WHY WAS HE ALLOWED TO HANG ON?
The most astonishing aspect of the departure of Paul Pester from Spanishowned TSB is that it has taken so long for him to go. But what will really stick in the craw of customers and staff at the floundering bank is this fat-cat chief executive – a keen triathlete – is marching off with a sports bag stuffed with cash.
It is unconscionable that directors should agree to such a pay- off – a cool £1.7million – when Pester has presided over events that have pushed a once profitable institution into a loss of £107million and counting.
Five long and painful months have passed since TSB suffered the most humiliating and far-reaching IT failure in modern banking history.
Many of its five million customers were deprived of access to their accounts and exposed to the risk of widespread fraud – 70 times the normal level – with more than a 1,000 people suffering financial loss.
The cost of fixing the IT problem and compensating customers has reached £175million already.
By June, a reported 12,500 customers had asked to switch accounts to another provider, while it was reported that the bank was losing 2,000 customers a week.
however, it took another tech crash over the past few days, with disruption to online and mobile banking, for Pester to be shown the door.
he’d demonstrated a bulldog-like determination not to be shifted, even though his stewardship has been severely criticised by both the powerful Treasury select committee of the Commons and Britain’s top banking enforcer, Andrew Bailey, at the Financial Conduct Authority (FCA).
Now, the bank that promised to change the mould of British banking and adopt a ‘John Lewis-style’ model by treating staff as partners and putting the customer first is sending Pester off with his full annual salary of £1.2million (a contractual obligation, says the bank) plus a bonus – yes a bonus! – of £480,000 which was earned before the technology foul-up.
For Pester, but sadly not for TSB’s longsuffering customers and staff, it’s as if the IT meltdown never happened. It is ten years since the financial crisis, when ‘challenger lenders’ such as TSB – taking on the big high street banks – were meant to herald a new, fairer and better-behaved era in banking. Instead, as Pester’s pay-off shows, nothing much has changed. Indeed, there is still the utterly farcical possibility that Pester could even pass ‘Go’ on the Monopoly board yet again. The way in which incentive rules are drawn means he might be entitled to another hatful of bonuses for his role in ‘guiding’ TSB out of the crater of his own making.
Responsibility for the technology meltdown at TSB is still to be fully established and there are two high-level investigations in progress.
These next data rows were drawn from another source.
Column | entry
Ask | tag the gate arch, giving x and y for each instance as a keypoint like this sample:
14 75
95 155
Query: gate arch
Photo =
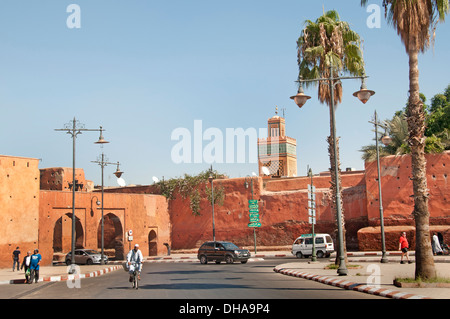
63 243
113 235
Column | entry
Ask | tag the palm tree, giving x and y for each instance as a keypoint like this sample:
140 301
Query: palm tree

One is being conducted by the legal firm Slaughter & May and TSB chairman Richard Meddings – who has taken on Pester’s responsibilities temporarily – and promises publication of an interim report by the end of the year.
The official investigation is being conducted jointly by the FCA and the Bank of england, neither of which are known to reach speedy conclusions.
And yet, in a shameful act, the bank has authorised a full year’s salary for Pester before the outcome is known. AT the core of TSB’s problems was the bank’s decision to switch to a new digital/online banking platform borrowed from its owners, the Barcelona-based bank Sabadell, without adequate testing or any systems back-up.
It simply switched off its old computer system, which was run for it by Lloyds Banking Group, and replaced it with the Sabadell platform.
Some customers found that when they logged in, they’d gained access to other people’s accounts. Others were locked out of their own accounts for weeks.
Some 370 were deemed to have ‘died’ and their regular direct debits and standing orders cancelled.
Instead of offering instant apologies and compensation, TSB went into defence mode, pretending that the debilitating chaos wasn’t serious and dissembling to customers, politicians and regulators.
Yet it has been guilty of greed, carelessness and abysmal customer service.
Just how out of touch and careless the bank remains was illustrated again yesterday when Meddings sent a letter to the chairman of the Treasury select committee, Nicky Morgan. It was dated incorrectly and began with the words: ‘Dear Morgan...’
Who can trust a bank that can’t get even the smallest things right?